[MISC] Fix misleading batch_size_capture_list when cuda_graph_sizes < 4 (#25829)

billishyahao · ProExpertProg · web-flow · commit 2518230d3eda · 2025-10-01T08:39:45.000-04:00
Signed-off-by: billishyahao &lt;bill.he@amd.com&gt;
Co-authored-by: Luka Govedic &lt;ProExpertProg@users.noreply.github.com&gt;
diff --git a/vllm/config/vllm.py b/vllm/config/vllm.py
@@ -580,9 +580,12 @@ def _set_cudagraph_sizes(self):
             not self.model_config.enforce_eager:
             cuda_graph_sizes = self.scheduler_config.cuda_graph_sizes
             if len(cuda_graph_sizes) == 1:
-                batch_size_capture_list = [1, 2, 4] + [
-                    i for i in range(8, cuda_graph_sizes[0] + 1, 8)
-                ]
+                max_graph_size = cuda_graph_sizes[0]
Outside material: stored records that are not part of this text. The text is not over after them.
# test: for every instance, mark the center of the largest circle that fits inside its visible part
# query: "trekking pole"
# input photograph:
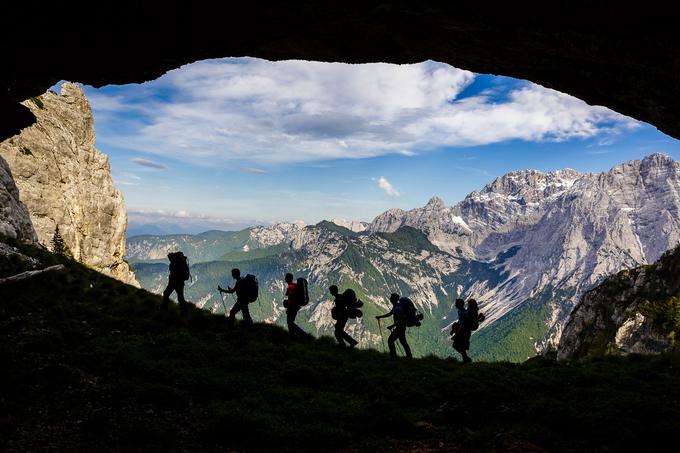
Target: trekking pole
(224, 305)
(381, 335)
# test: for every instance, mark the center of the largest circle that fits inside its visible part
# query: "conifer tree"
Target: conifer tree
(59, 247)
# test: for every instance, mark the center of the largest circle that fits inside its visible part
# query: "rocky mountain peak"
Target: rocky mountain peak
(530, 185)
(435, 203)
(65, 181)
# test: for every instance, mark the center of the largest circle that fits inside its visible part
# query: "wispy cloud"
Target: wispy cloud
(389, 189)
(254, 110)
(187, 218)
(148, 163)
(252, 170)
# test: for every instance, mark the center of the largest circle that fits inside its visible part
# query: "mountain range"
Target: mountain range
(527, 246)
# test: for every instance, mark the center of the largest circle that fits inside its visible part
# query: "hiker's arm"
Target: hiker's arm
(385, 315)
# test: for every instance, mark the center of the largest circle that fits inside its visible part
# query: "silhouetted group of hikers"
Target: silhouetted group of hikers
(346, 306)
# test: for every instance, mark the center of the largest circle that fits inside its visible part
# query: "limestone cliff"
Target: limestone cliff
(634, 311)
(64, 180)
(14, 219)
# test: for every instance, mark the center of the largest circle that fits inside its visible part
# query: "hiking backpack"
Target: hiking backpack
(301, 295)
(250, 288)
(179, 265)
(349, 297)
(409, 312)
(352, 304)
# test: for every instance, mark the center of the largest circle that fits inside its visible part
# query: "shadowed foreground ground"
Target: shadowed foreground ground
(91, 364)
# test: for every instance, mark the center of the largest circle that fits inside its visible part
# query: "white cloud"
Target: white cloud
(148, 163)
(389, 189)
(253, 170)
(219, 111)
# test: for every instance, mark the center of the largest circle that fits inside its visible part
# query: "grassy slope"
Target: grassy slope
(91, 364)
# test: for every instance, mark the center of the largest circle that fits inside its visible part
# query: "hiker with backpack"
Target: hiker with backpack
(297, 296)
(179, 273)
(403, 313)
(246, 292)
(340, 313)
(468, 321)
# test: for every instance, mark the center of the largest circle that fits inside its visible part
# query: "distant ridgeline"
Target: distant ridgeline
(527, 246)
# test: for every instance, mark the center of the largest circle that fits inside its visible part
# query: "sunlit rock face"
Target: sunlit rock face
(567, 231)
(65, 181)
(14, 219)
(630, 312)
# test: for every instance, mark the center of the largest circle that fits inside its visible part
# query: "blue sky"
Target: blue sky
(237, 141)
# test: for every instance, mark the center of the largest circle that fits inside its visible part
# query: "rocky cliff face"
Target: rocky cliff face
(14, 219)
(567, 230)
(634, 311)
(65, 181)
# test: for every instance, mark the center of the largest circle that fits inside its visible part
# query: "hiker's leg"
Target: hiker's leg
(166, 296)
(246, 314)
(390, 342)
(232, 313)
(291, 313)
(340, 331)
(402, 340)
(180, 298)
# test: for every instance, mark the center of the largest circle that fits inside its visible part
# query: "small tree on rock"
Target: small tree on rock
(59, 247)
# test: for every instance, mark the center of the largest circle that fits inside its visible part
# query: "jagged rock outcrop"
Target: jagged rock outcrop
(14, 219)
(634, 311)
(352, 225)
(567, 231)
(64, 180)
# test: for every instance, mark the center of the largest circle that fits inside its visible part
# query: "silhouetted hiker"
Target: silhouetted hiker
(469, 320)
(398, 328)
(460, 308)
(179, 273)
(296, 297)
(339, 313)
(246, 292)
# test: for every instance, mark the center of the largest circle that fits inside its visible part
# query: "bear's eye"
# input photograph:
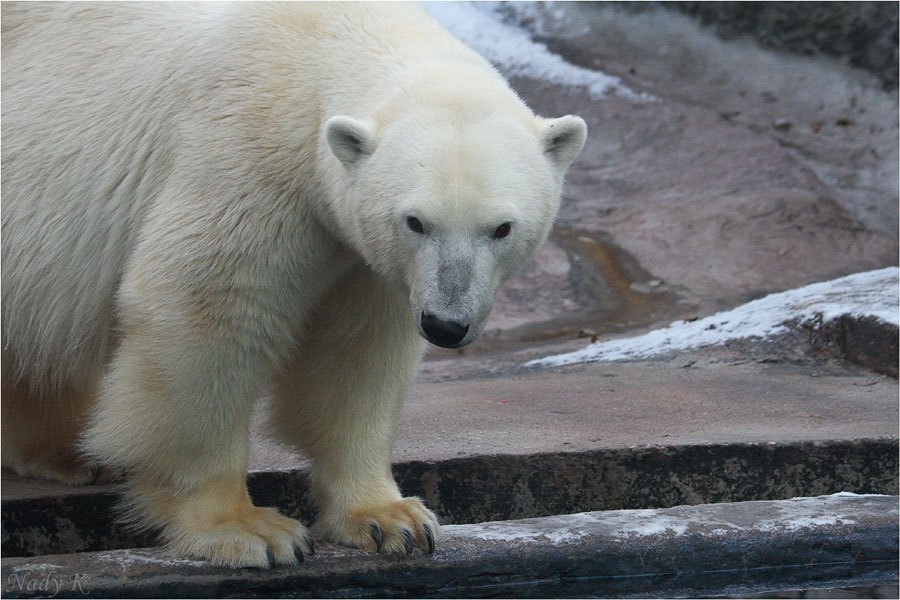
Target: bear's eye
(415, 225)
(502, 231)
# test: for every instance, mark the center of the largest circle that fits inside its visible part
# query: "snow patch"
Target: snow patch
(480, 26)
(131, 558)
(869, 294)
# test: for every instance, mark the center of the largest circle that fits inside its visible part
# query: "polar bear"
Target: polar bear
(204, 204)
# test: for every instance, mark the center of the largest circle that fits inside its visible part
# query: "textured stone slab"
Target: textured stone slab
(693, 549)
(491, 488)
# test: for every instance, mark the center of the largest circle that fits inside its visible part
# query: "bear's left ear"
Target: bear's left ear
(562, 140)
(350, 139)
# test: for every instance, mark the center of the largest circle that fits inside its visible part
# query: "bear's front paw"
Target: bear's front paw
(216, 521)
(259, 537)
(393, 528)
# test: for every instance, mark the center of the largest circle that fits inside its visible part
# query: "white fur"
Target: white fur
(205, 202)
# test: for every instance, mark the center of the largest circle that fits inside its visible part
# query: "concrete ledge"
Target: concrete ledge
(697, 550)
(501, 487)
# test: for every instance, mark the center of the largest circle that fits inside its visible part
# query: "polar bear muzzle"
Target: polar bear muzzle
(446, 334)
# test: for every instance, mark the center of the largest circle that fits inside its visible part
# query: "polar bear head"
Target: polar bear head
(449, 207)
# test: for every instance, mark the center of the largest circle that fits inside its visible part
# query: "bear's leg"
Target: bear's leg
(178, 421)
(40, 429)
(176, 415)
(338, 401)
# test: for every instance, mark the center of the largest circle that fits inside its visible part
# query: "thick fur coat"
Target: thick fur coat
(207, 203)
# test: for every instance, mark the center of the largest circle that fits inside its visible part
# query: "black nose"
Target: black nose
(446, 334)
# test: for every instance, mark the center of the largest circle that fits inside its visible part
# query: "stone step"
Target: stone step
(710, 549)
(41, 518)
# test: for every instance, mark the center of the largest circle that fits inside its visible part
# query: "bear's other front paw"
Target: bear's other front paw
(260, 537)
(216, 521)
(393, 528)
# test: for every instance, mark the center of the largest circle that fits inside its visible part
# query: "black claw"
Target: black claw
(429, 537)
(375, 532)
(407, 540)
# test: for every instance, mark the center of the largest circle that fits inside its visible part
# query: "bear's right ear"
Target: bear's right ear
(350, 139)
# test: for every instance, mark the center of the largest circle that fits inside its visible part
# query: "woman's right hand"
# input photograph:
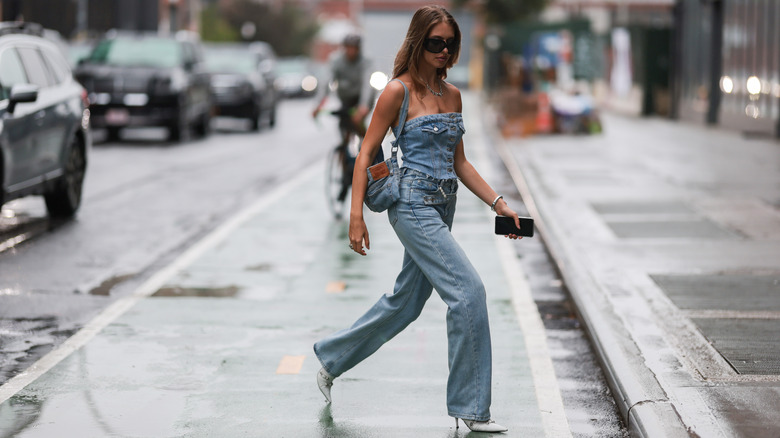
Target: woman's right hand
(358, 232)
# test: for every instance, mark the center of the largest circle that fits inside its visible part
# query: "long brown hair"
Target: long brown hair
(410, 52)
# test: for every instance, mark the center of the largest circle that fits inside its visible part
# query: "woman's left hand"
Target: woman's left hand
(503, 209)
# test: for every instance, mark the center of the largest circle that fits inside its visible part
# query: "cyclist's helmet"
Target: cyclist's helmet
(352, 39)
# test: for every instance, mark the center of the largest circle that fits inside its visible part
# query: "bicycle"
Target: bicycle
(341, 162)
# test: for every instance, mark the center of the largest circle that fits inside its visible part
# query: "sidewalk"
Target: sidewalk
(219, 344)
(668, 237)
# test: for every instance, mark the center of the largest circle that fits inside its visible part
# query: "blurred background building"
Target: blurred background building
(705, 61)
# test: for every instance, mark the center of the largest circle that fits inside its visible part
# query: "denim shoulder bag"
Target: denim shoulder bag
(384, 179)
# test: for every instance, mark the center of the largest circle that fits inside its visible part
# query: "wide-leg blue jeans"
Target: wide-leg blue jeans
(422, 219)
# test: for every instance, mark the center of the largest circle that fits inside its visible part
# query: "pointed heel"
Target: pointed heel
(325, 382)
(489, 426)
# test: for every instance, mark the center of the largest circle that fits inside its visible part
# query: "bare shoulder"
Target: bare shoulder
(452, 89)
(455, 93)
(393, 94)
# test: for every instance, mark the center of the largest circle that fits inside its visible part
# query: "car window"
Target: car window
(57, 65)
(226, 61)
(11, 71)
(148, 52)
(37, 71)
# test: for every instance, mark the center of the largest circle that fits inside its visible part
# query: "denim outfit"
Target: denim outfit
(422, 219)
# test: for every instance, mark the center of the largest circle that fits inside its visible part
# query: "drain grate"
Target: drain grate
(692, 229)
(643, 208)
(722, 292)
(751, 346)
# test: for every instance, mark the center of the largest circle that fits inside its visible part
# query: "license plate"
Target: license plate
(117, 116)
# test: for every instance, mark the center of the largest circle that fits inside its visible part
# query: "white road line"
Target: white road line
(119, 307)
(548, 393)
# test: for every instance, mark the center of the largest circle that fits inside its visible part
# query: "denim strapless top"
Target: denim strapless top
(428, 144)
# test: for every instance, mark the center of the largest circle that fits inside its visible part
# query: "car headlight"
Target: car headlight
(309, 83)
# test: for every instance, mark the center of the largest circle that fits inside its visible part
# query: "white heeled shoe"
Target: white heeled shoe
(482, 426)
(324, 382)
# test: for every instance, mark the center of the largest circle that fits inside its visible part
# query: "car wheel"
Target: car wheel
(272, 118)
(179, 129)
(254, 119)
(112, 133)
(65, 198)
(204, 125)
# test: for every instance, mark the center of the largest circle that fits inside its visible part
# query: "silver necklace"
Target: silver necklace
(441, 90)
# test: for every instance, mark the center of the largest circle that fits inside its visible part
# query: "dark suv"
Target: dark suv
(147, 80)
(44, 120)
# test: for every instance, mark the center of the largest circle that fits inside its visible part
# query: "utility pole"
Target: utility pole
(81, 19)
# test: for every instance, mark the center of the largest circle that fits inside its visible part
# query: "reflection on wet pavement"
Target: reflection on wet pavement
(213, 292)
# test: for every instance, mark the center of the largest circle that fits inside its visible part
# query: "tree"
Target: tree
(215, 28)
(505, 11)
(288, 29)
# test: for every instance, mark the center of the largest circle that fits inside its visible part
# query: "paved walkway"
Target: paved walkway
(219, 344)
(668, 237)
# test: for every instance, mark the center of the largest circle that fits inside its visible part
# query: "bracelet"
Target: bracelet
(493, 205)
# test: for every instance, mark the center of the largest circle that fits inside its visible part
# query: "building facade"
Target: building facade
(730, 63)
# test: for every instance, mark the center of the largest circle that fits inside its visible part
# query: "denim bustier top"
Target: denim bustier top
(428, 142)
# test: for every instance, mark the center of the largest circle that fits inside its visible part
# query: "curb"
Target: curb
(643, 403)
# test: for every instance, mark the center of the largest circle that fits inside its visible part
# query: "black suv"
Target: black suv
(44, 121)
(147, 80)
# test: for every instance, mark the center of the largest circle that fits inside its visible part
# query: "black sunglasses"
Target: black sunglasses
(437, 45)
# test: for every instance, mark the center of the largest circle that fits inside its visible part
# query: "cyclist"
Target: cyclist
(350, 71)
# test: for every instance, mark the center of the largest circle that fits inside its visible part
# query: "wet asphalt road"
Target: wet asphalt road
(146, 201)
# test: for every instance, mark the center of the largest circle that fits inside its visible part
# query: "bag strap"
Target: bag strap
(401, 119)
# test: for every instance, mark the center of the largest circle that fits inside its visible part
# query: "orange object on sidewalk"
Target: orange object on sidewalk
(544, 122)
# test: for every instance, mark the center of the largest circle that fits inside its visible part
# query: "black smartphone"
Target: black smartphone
(506, 225)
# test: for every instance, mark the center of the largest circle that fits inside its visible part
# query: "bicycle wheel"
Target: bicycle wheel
(334, 182)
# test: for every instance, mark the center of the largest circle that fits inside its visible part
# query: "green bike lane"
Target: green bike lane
(219, 343)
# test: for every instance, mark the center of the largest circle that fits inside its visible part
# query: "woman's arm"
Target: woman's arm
(474, 182)
(385, 114)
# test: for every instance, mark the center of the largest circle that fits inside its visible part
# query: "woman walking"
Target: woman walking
(426, 113)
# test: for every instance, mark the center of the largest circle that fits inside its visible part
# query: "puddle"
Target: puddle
(105, 287)
(213, 292)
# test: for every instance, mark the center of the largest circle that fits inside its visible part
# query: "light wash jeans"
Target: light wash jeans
(422, 219)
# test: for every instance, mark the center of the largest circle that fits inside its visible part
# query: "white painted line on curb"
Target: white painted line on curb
(115, 310)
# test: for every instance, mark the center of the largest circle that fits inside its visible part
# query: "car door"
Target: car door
(50, 128)
(18, 127)
(199, 91)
+                assert max_graph_size >= 1, "Maximum cudagraph size should be" \
+                                            " greater than or equal to 1."
+                batch_size_capture_list = [
+                    i for i in [1, 2, 4] if i <= max_graph_size
+                ] + list(range(8, max_graph_size + 1, 8))
             elif len(cuda_graph_sizes) > 1:
                 batch_size_capture_list = sorted(cuda_graph_sizes)
             else: